Eight top tips for parents gifting money to children

Christina Hoghton
Written By:
Christina Hoghton
Posted:
Updated:
16/08/2018

The Bank of Mum and Dad is enormous, but many parents are still confused over the rules on giving a lump sum to their children

Over three quarters (76%) of all parents aged 55 and over find gifting rules complicated and are concerned about making a mistake, according to Key.

The equity release firm found that nearly a quarter (24%) worry they don’t have the knowledge to make the right financial decisions as the Bank of Mum and Dad.

In addition, 78% would welcome tax incentives for gifting to children providing the money is used for major life events, such as a first property purchase, university fees or to clear debt.

Dean Mirfin, chief product officer at Key, said: “Older homeowners in the UK own as much as £1 trillion in housing wealth according to our estimates and are also likely to have generated significant pension wealth as well as other retirement savings. The challenge for parents wishing to lend or gift money is to decide which assets are the most appropriate and most tax-efficient for gifting.
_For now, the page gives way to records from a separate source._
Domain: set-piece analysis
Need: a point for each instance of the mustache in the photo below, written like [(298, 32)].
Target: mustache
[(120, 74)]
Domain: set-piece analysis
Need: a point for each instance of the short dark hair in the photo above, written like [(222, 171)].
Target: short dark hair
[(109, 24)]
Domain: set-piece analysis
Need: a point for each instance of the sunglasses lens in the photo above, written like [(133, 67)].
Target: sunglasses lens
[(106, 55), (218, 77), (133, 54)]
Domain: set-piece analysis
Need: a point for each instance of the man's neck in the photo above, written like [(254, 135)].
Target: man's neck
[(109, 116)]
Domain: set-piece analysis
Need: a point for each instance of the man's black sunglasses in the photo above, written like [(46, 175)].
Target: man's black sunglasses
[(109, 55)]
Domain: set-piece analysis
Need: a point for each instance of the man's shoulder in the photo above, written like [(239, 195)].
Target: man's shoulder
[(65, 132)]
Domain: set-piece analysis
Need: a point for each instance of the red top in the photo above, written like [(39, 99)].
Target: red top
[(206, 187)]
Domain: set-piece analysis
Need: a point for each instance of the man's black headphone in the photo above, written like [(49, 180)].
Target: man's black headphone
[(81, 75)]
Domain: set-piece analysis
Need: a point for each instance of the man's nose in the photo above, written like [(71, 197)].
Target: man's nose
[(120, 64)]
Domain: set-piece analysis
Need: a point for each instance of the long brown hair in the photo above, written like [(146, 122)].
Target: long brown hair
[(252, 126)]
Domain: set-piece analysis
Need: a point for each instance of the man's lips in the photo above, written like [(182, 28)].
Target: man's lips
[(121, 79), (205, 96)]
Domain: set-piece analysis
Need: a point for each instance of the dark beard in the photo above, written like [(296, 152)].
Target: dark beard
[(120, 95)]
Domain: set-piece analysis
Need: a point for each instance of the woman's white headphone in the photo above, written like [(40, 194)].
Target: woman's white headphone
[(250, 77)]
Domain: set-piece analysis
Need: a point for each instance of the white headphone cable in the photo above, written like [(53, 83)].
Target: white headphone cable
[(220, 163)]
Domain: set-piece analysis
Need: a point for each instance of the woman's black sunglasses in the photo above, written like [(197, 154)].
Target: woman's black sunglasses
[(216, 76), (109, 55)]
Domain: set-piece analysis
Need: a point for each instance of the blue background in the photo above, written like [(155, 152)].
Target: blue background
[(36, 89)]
We believe advice is key.”

What you should do

Mirfin has developed some top tips for parents considering loaning or gifting to their children and grandchildren:

1. First of all, it’s good to talk. Money can be a taboo subject. Don’t let it be. Talk about exactly what you can afford and what is fair. Make sure it is clear from the beginning whether the money you are giving is a gift or a loan. It can be confusing and could lead to an embarrassing conversation if this is unclear from the start.

2. Seek professional advice. Independent financial advice and also legal advice will give you the peace of mind that you are making the right decisions.

3. It’s also important for the recipient to be open about who the money will benefit, i.e. spouses. We all know how complicated families can be so it’s important to be transparent from the beginning about who exactly will be receiving and benefitting from the money, particularly if it is going towards a joint house purchase.

4. If you are giving all or part of the money on a loaned basis, it is worth drawing up a contract outlining repayment terms. No matter how lenient or relaxed you may initially be about receiving the money back, circumstances can change and its useful to have the agreement in writing.

5. Don’t be afraid to say if you are intending for the money to be spent on something in particular, such as helping towards a property purchase. If you are giving the money to help towards a house deposit, consider helping the recipient put it into a Help to Buy ISA or releasing the money only when they’ve found the house they want to buy.

6. Be aware of tax implications. You can gift any amount of money you like to your children without being taxed immediately or potentially at all, however if you pass away within seven years of the transaction there could be tax implications.

7. Many older people have developed wealth from property, pension assets and other retirement savings including ISAs. It’s important, if you are considering a loan or gift, to consider which assets are best to access and this is where advice is vital.

8. Finally, think carefully about whether it is financially viable for you to gift money to family members. It’s vital to carefully consider your own financial future before thinking about gifting or loaning money. Your retirement income, potential cost of care and house refurbishments are the sorts of things to factor in to your decision. If you are unsure, seek the advice of a professional adviser.